Named this way because of its distinctive shape, the Airship aims to double the appeal of durability with a living experience like no other. Because, honestly now, what other home makes you feel as if you’re flying a spaceship? For starters, the Airship can be installed in a few days by a team of two, so it can also be disassembled and moved in about the same time.
Recyclable, weather-proof, and cozy despite its utilitarian interior, Airship can be upgraded and customized according to each budget and destined use. Pictured in the gallery is Airship 002, which the design studio is offering for stays in Scotland – and which has repeatedly been named among the most spectacular rental residences in the country.
Airship 002 serves as the base model: Roderick James Architects says that one such home can be (almost) any size the future owner wants, with a maximum sleeping capacity of four people. It can be made to be completely off-grid or with utilities that hook up to the mains, and it can have wheels for easier transport. It has serious eco-credentials – or can have if you afford it: solar panels on the roof and a battery bank, rainwater capture system, spring water and filtration system, composting toilet, and LED lighting.

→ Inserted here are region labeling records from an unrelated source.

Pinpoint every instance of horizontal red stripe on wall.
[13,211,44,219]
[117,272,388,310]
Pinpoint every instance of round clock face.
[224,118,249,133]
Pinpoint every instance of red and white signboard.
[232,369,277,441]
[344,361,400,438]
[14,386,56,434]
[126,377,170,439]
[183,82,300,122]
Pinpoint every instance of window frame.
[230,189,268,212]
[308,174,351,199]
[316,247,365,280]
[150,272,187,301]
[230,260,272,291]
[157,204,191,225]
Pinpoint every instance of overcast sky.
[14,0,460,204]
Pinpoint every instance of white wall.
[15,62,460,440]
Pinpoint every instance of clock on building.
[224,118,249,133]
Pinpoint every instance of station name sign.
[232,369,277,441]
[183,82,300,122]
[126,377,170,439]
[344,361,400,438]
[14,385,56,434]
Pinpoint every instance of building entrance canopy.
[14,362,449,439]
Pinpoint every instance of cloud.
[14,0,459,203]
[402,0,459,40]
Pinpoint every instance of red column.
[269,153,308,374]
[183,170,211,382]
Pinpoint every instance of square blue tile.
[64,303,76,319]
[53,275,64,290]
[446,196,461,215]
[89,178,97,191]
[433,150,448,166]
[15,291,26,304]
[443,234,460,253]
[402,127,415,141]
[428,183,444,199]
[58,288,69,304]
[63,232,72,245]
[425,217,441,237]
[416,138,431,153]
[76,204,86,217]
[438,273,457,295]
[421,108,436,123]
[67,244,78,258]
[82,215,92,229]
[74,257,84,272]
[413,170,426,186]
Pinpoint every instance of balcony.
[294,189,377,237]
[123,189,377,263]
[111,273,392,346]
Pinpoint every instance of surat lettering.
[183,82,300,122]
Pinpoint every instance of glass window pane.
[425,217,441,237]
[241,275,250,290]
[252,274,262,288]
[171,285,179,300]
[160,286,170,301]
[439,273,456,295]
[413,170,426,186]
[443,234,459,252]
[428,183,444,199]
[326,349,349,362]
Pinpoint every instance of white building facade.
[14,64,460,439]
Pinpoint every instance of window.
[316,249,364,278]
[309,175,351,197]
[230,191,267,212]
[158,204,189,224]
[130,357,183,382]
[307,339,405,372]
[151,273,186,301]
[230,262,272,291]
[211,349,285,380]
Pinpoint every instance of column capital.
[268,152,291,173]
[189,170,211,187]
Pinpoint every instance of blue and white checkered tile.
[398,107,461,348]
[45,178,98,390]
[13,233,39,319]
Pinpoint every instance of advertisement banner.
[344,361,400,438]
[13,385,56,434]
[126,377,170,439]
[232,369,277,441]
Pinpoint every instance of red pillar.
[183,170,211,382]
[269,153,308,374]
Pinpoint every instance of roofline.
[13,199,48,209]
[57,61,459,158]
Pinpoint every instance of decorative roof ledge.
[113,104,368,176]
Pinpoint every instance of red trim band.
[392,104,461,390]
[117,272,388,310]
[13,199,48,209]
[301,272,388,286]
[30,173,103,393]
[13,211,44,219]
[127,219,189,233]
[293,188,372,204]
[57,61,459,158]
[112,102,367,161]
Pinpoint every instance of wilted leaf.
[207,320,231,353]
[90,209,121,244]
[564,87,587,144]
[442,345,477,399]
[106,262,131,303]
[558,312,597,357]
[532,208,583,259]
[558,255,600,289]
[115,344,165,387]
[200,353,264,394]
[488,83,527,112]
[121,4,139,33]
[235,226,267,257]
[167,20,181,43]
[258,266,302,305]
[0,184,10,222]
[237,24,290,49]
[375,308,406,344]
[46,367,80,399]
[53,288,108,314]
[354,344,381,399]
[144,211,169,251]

Airship 002 offers sleeping for just two people, but its modular design would allow it to be converted into a 2-bedroom space if the owner desired it. As of this moment, it has a single bedroom, a galley with a breakfast bar and fold-down table, a small lounge with a sofa that could sleep one, a living room with gorgeous views on one end, and an office with equally breathtaking vistas on the other. There’s a wood-burning stove that provides warmth and can be occasionally used for cooking, running hot and cold water, a balcony, and all the creature comforts you’d expect from a home not located in the middle of nowhere.
No price is officially offered for the standard Airship, which is perhaps the only bummer about this unique, gorgeous, and eco-friendly (and slightly mobile) construction. Media reports claim that one unit starts at $125,000.